Many vision problems can be avoided with preventative measures, but others may require vision correction. There are many options to improve your eyesight or treat blurry vision. You may be able to maintain good eyesight with healthy habits like eating well and staying active, according to the National Eye Institute. These habits can lower your risk for diseases and conditions that can lead to eye or vision problems. People often believe that failing eyesight is an inevitable result of aging or eye strain. In truth, a healthy lifestyle can significantly reduce the risk of eye health problems as seen in the following phrases.

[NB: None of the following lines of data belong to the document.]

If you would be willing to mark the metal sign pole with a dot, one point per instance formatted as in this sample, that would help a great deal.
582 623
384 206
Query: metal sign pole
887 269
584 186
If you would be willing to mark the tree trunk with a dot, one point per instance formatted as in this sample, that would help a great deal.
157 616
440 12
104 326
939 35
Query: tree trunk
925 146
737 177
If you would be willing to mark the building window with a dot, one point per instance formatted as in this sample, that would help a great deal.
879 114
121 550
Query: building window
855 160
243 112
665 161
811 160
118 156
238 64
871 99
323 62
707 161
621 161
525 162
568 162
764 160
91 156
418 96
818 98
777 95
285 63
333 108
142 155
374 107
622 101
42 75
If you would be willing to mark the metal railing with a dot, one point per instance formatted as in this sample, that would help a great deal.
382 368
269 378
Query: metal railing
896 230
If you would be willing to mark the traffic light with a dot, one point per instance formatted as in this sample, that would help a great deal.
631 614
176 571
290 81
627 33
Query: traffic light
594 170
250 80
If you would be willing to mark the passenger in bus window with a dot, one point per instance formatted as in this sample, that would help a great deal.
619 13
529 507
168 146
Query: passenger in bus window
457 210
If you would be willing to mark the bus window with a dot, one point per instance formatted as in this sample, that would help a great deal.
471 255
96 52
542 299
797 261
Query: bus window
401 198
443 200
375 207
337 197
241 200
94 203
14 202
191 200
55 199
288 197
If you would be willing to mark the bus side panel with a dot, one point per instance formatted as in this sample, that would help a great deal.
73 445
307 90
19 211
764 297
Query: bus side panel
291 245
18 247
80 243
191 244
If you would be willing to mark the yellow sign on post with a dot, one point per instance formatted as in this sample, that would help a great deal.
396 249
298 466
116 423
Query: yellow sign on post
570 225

1. Sunflower Seeds and Nuts:
An ounce of sunflower seeds or almonds has half the amount of vitamin E the USDA recommends for adults each day. A large study found that vitamin E, together with other nutrients, can help slow age-related macular degeneration (AMD) from getting worse. It may also help prevent cataracts. Hazelnuts, peanuts (technically legumes), and peanut butter are also good sources of vitamin E.
2. Raw Red Peppers:
Bell peppers give you the most vitamin C per calorie. That’s good for the blood vessels in your eyes, and science suggests it could lower your risk of getting cataracts. It’s found in many vegetables and fruits, including bok choy, cauliflower, papayas, and strawberries. Heat will break down vitamin C, so go raw when you can. Brightly colored peppers also pack eye-friendly vitamins A and E.
3. Dark, Leafy Greens
Kale, spinach, and collard greens, for example, are rich in both vitamins C and E. They also have the carotenoids lutein and zeaxanthin. These plant-based forms of vitamin A lower your risk of long-term eye diseases, including AMD and cataracts. Most people who eat Western diets don’t get enough of them.
4. Sweet Potatoes
Orange-colored fruits and vegetables — like sweet potatoes, carrots, cantaloupe, mangos, and apricots — are high in beta-carotene, a form of vitamin A that helps with night vision, your eyes’ ability to adjust to darkness. One sweet potato also has more than half the vitamin C you need in a day and a little vitamin E.
5. Lean Meat and Poultry
Zinc brings vitamin A from your liver to your retina, where it’s used to make the protective pigment melanin. Oysters have more zinc per serving than any other food, but you don’t have to be a shellfish lover to get enough: Beef, pork, and chicken (both dark and breast meat) are all good sources. Despite the fact that sight fades away with time ,alot can be done as seen above to prevent it.